The episode was directed by former Simpsons artist Pete Michels, and written by Tom Devanney, shortly after the conclusion of the seventh production season. Both are series regulars for the show, who joined in its third and fourth seasons, respectively. Prior to providing minor voice-over roles for the series, actress Nana Visitor portrays the episode's featured character, Rita. Series regulars Peter Shin and James Purdum served as supervising directors, with series creator and executive producer Seth MacFarlane and David Zuckerman serving as staff writers for the episode.

"Brian's Got a Brand New Bag", along with the seven other episodes from Family Guys eighth season, were released on a three-disc DVD set in the United States on June 15, 2010. The sets included brief audio commentaries by Seth MacFarlane and various crew and cast members for several episodes, a collection of deleted scenes, a special mini-feature which discussed the process behind animating "Road to the Multiverse", and mini-feature entitled Family Guy Karaoke.
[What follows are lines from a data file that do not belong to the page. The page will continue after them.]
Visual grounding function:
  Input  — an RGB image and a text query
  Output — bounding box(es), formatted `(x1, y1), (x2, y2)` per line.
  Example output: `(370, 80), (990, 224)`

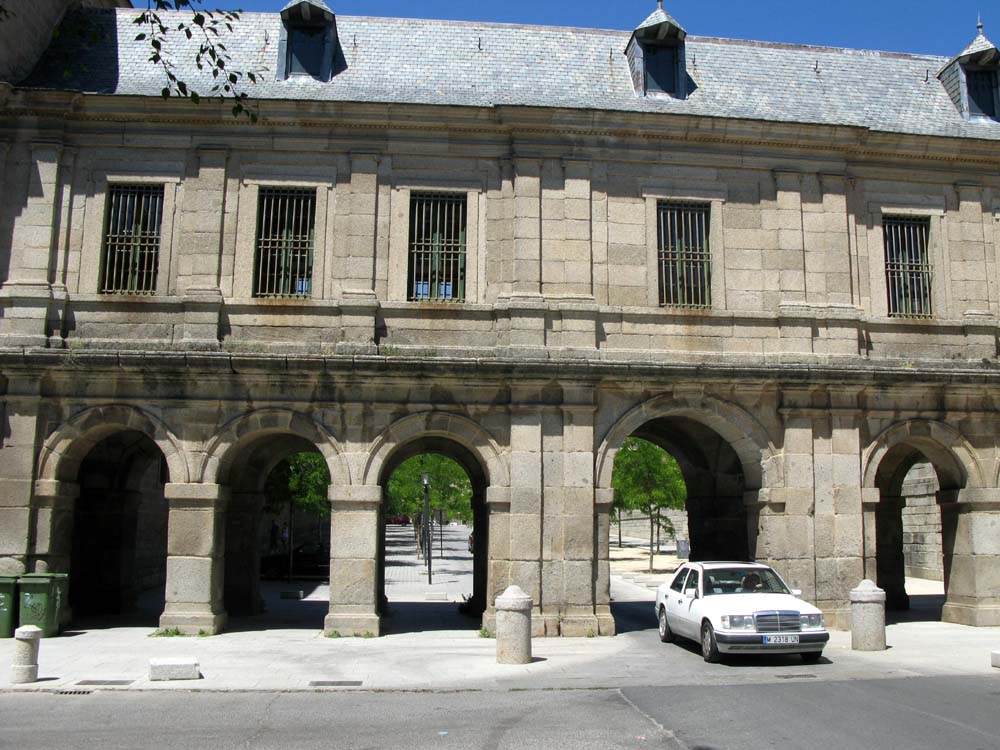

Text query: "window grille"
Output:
(882, 217), (932, 318)
(407, 193), (466, 302)
(656, 203), (712, 307)
(100, 185), (163, 294)
(253, 187), (316, 297)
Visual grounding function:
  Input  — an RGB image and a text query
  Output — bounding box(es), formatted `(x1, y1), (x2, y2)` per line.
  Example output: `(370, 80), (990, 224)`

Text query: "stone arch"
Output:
(595, 394), (775, 491)
(861, 419), (986, 490)
(197, 408), (351, 485)
(35, 404), (190, 482)
(362, 411), (510, 487)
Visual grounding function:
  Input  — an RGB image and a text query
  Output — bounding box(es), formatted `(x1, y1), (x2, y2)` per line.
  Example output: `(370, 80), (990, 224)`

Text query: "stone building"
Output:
(0, 0), (1000, 635)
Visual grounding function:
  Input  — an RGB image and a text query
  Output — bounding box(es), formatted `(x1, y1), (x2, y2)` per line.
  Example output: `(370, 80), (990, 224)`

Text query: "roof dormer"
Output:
(625, 0), (688, 99)
(938, 19), (1000, 120)
(277, 0), (337, 81)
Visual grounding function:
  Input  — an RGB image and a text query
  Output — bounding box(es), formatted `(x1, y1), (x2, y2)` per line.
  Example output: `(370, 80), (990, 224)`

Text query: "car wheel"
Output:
(658, 607), (674, 643)
(701, 622), (722, 664)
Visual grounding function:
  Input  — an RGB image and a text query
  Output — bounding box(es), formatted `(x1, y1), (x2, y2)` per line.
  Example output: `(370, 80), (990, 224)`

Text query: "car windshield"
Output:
(705, 568), (789, 596)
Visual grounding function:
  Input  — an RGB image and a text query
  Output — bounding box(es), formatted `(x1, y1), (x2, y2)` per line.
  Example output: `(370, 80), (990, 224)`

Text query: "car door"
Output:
(664, 568), (689, 635)
(677, 568), (702, 640)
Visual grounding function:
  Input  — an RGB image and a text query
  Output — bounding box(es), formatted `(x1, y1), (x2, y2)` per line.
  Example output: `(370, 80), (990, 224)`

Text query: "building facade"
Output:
(0, 0), (1000, 635)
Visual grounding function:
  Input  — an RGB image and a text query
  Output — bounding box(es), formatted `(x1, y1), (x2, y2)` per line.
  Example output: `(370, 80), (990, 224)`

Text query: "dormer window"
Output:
(625, 0), (688, 99)
(277, 0), (337, 81)
(938, 20), (1000, 121)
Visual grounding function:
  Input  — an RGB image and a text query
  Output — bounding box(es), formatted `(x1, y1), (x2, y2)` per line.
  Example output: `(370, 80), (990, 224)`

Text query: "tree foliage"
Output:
(611, 437), (687, 572)
(264, 453), (330, 518)
(386, 453), (472, 523)
(133, 0), (263, 122)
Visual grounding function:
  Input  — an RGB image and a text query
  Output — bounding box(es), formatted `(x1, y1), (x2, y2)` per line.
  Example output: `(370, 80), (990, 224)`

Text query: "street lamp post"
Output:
(421, 471), (433, 586)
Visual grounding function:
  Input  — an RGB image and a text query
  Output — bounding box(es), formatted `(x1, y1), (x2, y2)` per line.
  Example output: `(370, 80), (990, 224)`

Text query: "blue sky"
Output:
(225, 0), (1000, 55)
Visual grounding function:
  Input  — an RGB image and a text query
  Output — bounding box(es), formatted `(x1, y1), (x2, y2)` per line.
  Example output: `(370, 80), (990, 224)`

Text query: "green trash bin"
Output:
(0, 576), (17, 638)
(17, 573), (59, 638)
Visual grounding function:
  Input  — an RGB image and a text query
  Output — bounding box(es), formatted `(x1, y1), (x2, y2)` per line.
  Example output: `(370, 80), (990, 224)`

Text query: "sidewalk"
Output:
(0, 527), (1000, 691)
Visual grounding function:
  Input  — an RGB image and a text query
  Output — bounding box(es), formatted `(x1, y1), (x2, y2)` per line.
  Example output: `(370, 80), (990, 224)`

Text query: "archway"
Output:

In addition to Visitor and the regular cast, actor Hart Bochner, James Burkholder, actress Aimee Garcia, Paul Gleason, Jack Samson, actress Stacey Scowley, Debra Skelton, Reginald VelJohnson, actor Tico Wells, actress Mae Whitman, and actor Bruce Willis guest-starred in the episode in both voice and live-action appearances. Recurring guest voice actors Alexandra Breckenridge, writer Steve Callaghan, voice actor Ralph Garman, writer Danny Smith, writer Alec Sulkin, and writer John Viener also made minor appearances. Recurring guest cast members Adam West and Patrick Warburton also made appearances in the episode.

==Reception==
In a significant decline from the previous week's show, and despite being heavily promoted as an "all-Seth MacFarlane" night, the episode received a Nielsen Rating of 4.3/7 in the 18–49 demographic, and was viewed in 7.38 million homes.

The episode received mostly mixed reviews from critics. Ahsan Haque of IGN gave it a 6.5/10, saying that the "episode felt very formulaic and a bit of a wasted opportunity" Emily VanDerWerff from The A.V. Club gave it a B, saying, "it's weird to see a Family Guy episode that has something approaching an actual story and even the cutaway gags were more muted than usual." In a subsequent review of Family Guys eighth season, Ramsey Isler of IGN listed "Brian's Got a Brand New Bag" as "remarkably unfunny, with lazy and unoriginal writing."